Comigo isto discorrendo, mas nem sílaba dizendo
À ave que na minha alma cravava os olhos fatais,
Isto e mais ia cismando, a cabeça reclinando
No veludo onde a luz punha vagas sobras desiguais,
Naquele veludo onde ela, entre as sobras desiguais,

Reclinar-se-á nunca mais!

Fez-se então o ar mais denso, como cheio dum incenso
Que anjos dessem, cujos leves passos soam musicais.
“Maldito!”, a mim disse, “deu-te Deus, por anjos concedeu-te
O esquecimento; valeu-te. Toma-o, esquece, com teus ais,
O nome da que não esqueces, e que faz esses teus ais!”

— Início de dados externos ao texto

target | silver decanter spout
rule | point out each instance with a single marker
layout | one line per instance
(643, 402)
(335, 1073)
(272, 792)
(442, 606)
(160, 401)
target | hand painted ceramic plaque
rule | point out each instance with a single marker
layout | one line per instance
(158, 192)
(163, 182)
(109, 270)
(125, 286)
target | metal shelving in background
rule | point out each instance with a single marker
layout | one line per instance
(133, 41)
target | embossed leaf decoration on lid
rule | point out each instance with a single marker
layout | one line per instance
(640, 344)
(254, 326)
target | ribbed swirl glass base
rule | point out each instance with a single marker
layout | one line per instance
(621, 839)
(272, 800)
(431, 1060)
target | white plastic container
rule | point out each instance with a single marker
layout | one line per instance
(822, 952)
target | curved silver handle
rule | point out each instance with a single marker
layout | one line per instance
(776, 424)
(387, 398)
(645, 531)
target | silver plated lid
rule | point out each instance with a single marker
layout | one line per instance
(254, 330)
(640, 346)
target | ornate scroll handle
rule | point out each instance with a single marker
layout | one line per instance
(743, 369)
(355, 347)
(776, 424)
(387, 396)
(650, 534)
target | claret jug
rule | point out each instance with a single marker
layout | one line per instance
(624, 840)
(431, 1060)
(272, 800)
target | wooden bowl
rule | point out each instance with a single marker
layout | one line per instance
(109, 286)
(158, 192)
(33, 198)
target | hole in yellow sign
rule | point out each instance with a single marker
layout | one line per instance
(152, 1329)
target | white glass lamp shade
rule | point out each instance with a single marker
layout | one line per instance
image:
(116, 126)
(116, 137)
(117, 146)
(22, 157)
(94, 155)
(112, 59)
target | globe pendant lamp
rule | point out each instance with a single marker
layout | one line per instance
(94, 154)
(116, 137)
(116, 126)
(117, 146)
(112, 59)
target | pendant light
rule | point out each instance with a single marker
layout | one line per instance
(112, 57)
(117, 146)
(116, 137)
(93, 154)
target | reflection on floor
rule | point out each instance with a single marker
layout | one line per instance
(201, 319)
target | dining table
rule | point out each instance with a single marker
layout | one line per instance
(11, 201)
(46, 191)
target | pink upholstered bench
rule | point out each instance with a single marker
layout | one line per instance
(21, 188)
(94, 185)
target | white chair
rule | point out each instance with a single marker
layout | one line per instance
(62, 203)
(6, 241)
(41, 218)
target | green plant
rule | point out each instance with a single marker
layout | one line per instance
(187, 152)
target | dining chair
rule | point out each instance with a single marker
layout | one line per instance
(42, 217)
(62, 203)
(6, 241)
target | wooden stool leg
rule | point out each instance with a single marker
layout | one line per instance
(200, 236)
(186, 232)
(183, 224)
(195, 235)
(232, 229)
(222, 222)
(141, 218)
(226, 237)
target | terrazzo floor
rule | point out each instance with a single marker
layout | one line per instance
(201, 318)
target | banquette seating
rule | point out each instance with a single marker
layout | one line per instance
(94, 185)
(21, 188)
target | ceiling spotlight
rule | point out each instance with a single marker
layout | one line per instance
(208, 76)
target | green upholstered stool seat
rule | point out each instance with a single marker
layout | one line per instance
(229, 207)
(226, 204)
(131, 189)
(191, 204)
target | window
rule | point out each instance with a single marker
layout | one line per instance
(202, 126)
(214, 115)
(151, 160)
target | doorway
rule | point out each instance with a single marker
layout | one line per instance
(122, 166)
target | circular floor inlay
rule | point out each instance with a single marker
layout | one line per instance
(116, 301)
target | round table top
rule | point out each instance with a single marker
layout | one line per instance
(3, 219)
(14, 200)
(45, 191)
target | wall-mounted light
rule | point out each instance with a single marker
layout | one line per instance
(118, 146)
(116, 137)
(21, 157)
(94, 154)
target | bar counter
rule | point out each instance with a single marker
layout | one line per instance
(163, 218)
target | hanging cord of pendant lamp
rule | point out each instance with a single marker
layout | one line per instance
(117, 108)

Disse o corvo, “Nunca mais”.

“Profeta”, disse eu, “profeta – ou demônio ou ave preta!
Fosse diabo ou tempestade quem te trouxe a meus umbrais,
A este luto e este degredo, a esta noite e este segredo,
A esta casa de ância e medo, dize a esta alma a quem atrais
Se há um bálsamo longínquo para esta alma a quem atrais!

Disse o corvo, “Nunca mais”.

“Profeta”, disse eu, “profeta – ou demônio ou ave preta!
Pelo Deus ante quem ambos somos fracos e mortais.
Dize a esta alma entristecida se no Éden de outra vida
Verá essa hoje perdida entre hostes celestiais,
Essa cujo nome sabem as hostes celestiais!”

Disse o corvo, “Nunca mais”.

“Que esse grito nos aparte, ave ou diabo!”, eu disse. “Parte!
Torna á noite e à tempestade! Torna às trevas infernais!
Não deixes pena que ateste a mentira que disseste!
Minha solidão me reste! Tira-te de meus umbrais!
Tira o vulto de meu peito e a sombra de meus umbrais!”

Disse o corvo, “Nunca mais”.

E o corvo, na noite infinda, está ainda, está ainda
No alvo busto de Atena que há por sobre os meus umbrais.
Seu olhar tem a medonha cor de um demônio que sonha,
E a luz lança-lhe a tristonha sombra no chão há mais e mais,

Libertar-se-á… nunca mais!

Fonte: Escritores Perdidos.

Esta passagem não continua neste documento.